The ability to quickly modify yeast strains is also beneficial to developers of renewable resources, including alternative fuel. For example, novel enzyme technologies and yeast fermentation can be used to convert carbon-based feedstocks, waste or agricultural residues into renewable ethanol. Optimizing yeast strains helps improve ethanol production yields, which ultimately will reduce the world’s dependence on fossil fuels and lower pollution.

In the future, biofoundries could contribute even more rapid innovations that benefit the environment. Several startups are developing bio-made fibers that can be used as alternatives to petroleum-based polyester, a material that requires fossil fuels to manufacture and that isn’t biodegradable.

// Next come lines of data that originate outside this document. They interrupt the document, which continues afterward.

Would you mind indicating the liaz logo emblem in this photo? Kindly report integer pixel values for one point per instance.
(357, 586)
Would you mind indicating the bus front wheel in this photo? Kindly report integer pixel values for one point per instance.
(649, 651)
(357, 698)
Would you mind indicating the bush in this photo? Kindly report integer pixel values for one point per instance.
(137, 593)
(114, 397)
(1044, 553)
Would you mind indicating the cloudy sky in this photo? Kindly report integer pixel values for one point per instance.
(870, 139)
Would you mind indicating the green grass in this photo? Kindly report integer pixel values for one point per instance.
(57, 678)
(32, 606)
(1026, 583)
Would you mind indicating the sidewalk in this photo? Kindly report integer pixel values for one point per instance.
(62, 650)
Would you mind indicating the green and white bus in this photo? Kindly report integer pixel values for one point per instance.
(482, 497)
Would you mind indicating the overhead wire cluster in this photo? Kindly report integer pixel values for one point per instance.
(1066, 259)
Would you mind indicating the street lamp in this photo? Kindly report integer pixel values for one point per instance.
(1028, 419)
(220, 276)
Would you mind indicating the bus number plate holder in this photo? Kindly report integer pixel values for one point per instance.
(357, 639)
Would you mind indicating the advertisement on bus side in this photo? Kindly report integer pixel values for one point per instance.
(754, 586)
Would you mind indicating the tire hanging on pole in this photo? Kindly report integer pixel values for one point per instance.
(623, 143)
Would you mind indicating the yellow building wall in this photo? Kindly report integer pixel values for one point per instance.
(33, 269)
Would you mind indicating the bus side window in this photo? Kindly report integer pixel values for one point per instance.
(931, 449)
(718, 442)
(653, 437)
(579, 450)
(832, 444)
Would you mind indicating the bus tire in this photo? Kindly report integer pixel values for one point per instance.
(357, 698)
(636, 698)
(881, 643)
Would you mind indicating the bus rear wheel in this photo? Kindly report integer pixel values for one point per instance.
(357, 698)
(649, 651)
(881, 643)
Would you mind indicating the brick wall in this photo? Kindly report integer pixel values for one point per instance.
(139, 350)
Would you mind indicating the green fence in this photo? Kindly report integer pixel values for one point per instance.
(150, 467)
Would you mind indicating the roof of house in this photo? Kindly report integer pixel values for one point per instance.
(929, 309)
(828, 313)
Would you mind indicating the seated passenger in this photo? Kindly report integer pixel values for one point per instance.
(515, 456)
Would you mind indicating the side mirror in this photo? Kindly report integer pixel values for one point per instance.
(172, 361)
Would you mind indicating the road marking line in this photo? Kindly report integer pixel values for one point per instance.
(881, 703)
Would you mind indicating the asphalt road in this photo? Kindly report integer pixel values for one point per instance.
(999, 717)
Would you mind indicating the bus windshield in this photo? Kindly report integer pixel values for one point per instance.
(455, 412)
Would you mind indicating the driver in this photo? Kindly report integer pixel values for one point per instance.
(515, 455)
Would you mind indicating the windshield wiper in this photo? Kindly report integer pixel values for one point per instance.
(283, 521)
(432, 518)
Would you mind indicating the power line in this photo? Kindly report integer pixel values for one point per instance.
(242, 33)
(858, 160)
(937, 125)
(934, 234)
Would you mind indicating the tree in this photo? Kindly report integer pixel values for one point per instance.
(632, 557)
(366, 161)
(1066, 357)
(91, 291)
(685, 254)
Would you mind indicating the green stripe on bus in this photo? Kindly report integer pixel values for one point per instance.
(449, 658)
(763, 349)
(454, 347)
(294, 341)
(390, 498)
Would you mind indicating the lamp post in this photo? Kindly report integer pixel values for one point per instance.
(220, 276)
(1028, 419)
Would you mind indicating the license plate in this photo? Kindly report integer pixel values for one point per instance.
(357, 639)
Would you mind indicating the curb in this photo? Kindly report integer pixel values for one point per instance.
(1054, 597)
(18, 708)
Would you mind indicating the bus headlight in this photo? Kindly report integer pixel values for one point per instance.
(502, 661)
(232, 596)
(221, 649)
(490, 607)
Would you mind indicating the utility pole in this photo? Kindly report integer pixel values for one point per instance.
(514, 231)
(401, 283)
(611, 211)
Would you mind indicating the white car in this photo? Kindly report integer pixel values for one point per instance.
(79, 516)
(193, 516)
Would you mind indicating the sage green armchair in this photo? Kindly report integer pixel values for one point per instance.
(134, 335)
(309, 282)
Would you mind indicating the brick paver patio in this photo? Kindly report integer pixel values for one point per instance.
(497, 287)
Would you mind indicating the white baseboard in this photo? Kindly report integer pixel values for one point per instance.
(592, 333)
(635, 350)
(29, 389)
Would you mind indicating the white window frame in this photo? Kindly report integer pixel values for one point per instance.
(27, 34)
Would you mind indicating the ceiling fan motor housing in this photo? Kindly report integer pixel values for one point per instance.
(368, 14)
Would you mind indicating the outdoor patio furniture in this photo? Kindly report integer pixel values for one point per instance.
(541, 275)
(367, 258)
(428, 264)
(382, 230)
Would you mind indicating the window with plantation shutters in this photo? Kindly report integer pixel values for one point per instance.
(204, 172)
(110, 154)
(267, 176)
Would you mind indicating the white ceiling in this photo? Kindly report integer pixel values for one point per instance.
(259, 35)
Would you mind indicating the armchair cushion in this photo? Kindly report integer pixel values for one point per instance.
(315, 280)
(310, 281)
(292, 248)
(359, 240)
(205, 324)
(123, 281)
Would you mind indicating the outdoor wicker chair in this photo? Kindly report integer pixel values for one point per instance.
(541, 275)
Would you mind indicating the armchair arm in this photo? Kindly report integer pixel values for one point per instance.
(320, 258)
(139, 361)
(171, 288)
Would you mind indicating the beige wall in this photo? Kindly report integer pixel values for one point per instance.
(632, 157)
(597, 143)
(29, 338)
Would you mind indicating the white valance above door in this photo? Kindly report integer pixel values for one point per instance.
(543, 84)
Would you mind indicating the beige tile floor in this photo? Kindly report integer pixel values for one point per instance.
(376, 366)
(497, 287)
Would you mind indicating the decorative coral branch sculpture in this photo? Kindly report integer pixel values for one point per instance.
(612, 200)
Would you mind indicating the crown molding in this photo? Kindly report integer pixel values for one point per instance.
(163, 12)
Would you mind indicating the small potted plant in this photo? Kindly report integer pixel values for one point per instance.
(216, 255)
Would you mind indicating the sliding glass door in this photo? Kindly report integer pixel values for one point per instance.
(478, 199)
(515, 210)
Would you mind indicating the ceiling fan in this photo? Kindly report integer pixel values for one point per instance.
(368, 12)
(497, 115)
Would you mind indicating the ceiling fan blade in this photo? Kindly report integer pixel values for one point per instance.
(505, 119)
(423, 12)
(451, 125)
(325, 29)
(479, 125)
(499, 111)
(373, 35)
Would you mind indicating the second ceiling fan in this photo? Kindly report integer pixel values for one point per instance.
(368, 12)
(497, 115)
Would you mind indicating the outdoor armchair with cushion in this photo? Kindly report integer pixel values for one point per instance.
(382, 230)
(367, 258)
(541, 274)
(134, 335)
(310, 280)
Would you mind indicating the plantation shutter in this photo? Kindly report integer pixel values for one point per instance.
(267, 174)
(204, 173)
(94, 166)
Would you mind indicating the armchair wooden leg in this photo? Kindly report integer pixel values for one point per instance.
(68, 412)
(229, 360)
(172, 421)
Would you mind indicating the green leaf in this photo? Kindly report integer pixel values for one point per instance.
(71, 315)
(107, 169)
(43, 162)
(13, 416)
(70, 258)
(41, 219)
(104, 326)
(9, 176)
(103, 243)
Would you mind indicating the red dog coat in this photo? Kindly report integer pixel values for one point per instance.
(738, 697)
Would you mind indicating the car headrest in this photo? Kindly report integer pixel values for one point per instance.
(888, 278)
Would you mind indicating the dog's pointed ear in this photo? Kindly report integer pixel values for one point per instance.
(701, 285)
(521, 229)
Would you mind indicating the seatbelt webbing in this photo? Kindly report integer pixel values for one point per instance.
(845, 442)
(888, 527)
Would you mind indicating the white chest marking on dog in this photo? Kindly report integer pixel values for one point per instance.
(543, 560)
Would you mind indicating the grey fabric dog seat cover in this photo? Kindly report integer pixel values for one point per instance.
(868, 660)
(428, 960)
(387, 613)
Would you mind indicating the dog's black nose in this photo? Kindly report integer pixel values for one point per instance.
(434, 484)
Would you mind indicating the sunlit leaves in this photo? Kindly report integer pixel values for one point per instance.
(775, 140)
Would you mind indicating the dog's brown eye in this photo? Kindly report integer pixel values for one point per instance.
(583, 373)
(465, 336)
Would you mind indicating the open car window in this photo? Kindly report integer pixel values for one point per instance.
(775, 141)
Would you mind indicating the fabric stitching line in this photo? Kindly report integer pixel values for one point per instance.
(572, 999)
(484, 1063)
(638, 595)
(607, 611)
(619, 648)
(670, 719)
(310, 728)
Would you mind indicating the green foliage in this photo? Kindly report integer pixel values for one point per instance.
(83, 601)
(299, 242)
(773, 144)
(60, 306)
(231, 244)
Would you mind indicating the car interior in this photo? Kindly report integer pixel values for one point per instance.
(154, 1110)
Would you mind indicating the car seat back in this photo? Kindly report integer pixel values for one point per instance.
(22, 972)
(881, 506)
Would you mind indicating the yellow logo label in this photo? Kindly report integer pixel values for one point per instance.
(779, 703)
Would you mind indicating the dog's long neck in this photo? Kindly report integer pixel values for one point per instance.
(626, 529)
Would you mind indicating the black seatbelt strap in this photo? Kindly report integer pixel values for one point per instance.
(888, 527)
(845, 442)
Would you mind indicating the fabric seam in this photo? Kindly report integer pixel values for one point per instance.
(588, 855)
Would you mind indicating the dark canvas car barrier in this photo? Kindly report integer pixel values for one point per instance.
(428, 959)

They include Solena, a British company that’s designing new proteins that can be used to make biodegradable fibers. And a few years ago, a team of University of Copenhagen students developed biodegradable fishing nets made from spider silk, sea anemone and mussel proteins. Their project, aimed at reducing sea pollution, won the iGEM Grant Prize, which is awarded to researchers who use synthetic biology to develop innovative solutions for unsolved issues. CJ Bio in Korea manufactures bio-plastics based on PHA for a range of consumer products; they commissioned a biofoundry in 2022 like Lesaffre. Genomatica has accessed the bio-based polymers markets for nylon and polyesters thanks also to their partnership with the Ginkgo Bioworks biofoundry. To some extent the future promised by the biofoundry approach to bioengineering is already here.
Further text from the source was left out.